People of ACM - Jingdong Wang

December 7, 2021

What does your role as Chief Architect for Computer Vision at Baidu's Artificial Intelligence Group involve?
Our team conducts product-driven and cutting-edge computer vision/deep learning/AI research and develops practical computer vision applications to support AI cloud, Baidu image and video search, intelligent driving, and other platform/product teams. We also actively collaborate with leading researchers, faculty members and scholars.

Will you give us one example of an exciting research development happening at the intersection of computer vision and multimedia search?
In the past 14 years, I primarily focused on multimedia search and deep learning-based computer vision architectures and applications. In the early part of these years, I worked closely with the Bing multimedia search team and focused on problems that are of both research significance and practical importance. Among the many exciting developments are salient object detection for the Bing image search color filter, visual features for improved image search ranker, and approximate nearest neighbor (ANN) search for image search by example.

ANN search is also a fundamental problem in machine learning and computational geometry. The goal of ANN search is to find the approximate nearest items for a query item among a large database under some defined distance metrics, such as Euclidean distance and cosine distance. I started the research on ANN in 2009 and made some interesting observations: if one item is close to the query item, its neighboring items are most likely to also be close to the query item. Motivated by this observation, I developed a practical ANN search algorithm with the neighborhood graph and the kd-trees as the index, where the kd-trees serve as selecting starting items and addressing the dis-connectivity issue of the neighborhood graph. We further designed an efficient algorithm to construct the neighborhood graph index. These two works were published in ACM MM 2012 and CVPR 2012.

The algorithm was later adopted in many Microsoft products as a core component. In 2014, we shipped the full solution of index building and search techniques to the Bing image search and Bing Ads. To the best of our knowledge, our neighborhood graph-based ANN search algorithm is the first of its kind to be used in a real product of large scale. Since 2017, the graph-based ANN search algorithm has been further improved and deployed to web search engines with hundreds of billions of deeply-learned document vectors, and the technology with solid state drive (SSD) was published in NeurIPS 2021. In 2019, the source of our algorithm was made publicly available at Github, which is now widely known and used.

You also have done significant work in the area of deep learning for computer vision. In the paper Deep High-Resolution Representation Learning for Visual Recognition, you and your co-authors explored how to build a universal neural network, the high-resolution network (HRNet) for visual recognition. What is HRNet and how does it advance the neural architecture design?
HRNet is a universal architecture that learns high-resolution representations.
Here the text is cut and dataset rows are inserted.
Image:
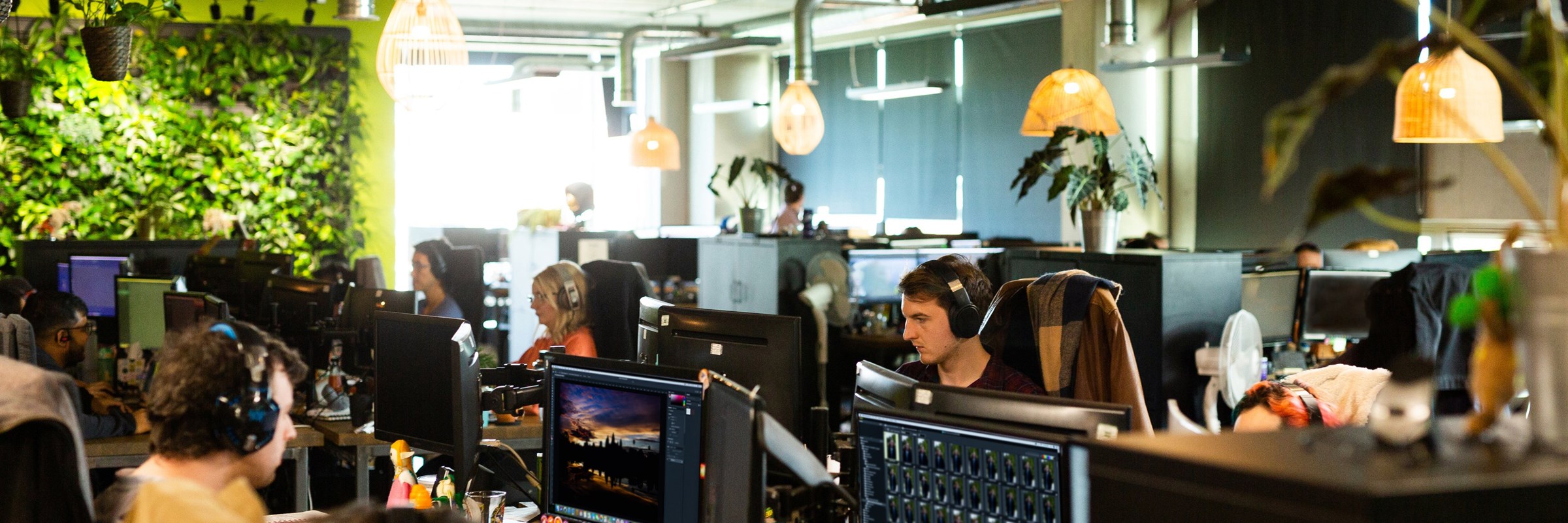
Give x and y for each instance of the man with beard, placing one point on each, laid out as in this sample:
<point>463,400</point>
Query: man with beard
<point>61,330</point>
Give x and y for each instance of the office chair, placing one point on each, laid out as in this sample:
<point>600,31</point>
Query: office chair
<point>46,469</point>
<point>613,291</point>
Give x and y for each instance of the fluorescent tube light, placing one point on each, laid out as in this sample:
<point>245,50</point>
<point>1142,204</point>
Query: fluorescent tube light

It is broadly applicable to general computer vision tasks, especially position-sensitive tasks, e.g., semantic segmentation, human pose estimation, and object detection.

Prior to HRNet, almost all the backbones, including AlexNet (2012), GoogleNet (2014), VGGNet (2014), ResNet (2015), and DenseNet (2016), have been classification architectures developed initially from image classification. Most other visual recognition tasks, such as semantic segmentation, human pose estimation, and object detection are position-sensitive and require spatially fine representations. HRNet breaks the previous golden rule that classification architecture is the backbone for position-sensitive tasks and is designed to directly learn high-resolution (spatially fine) representations.

HRNet is conceptually different from classification architecture, being that it's designed from scratch, rather than from the classification architecture. It breaks the dominant design rule, connecting the convolutions in series from high resolution to low resolution, which goes back to LeNet-5 and is followed by the classification networks mentioned above, and maintains high-resolution representations through the entire network process.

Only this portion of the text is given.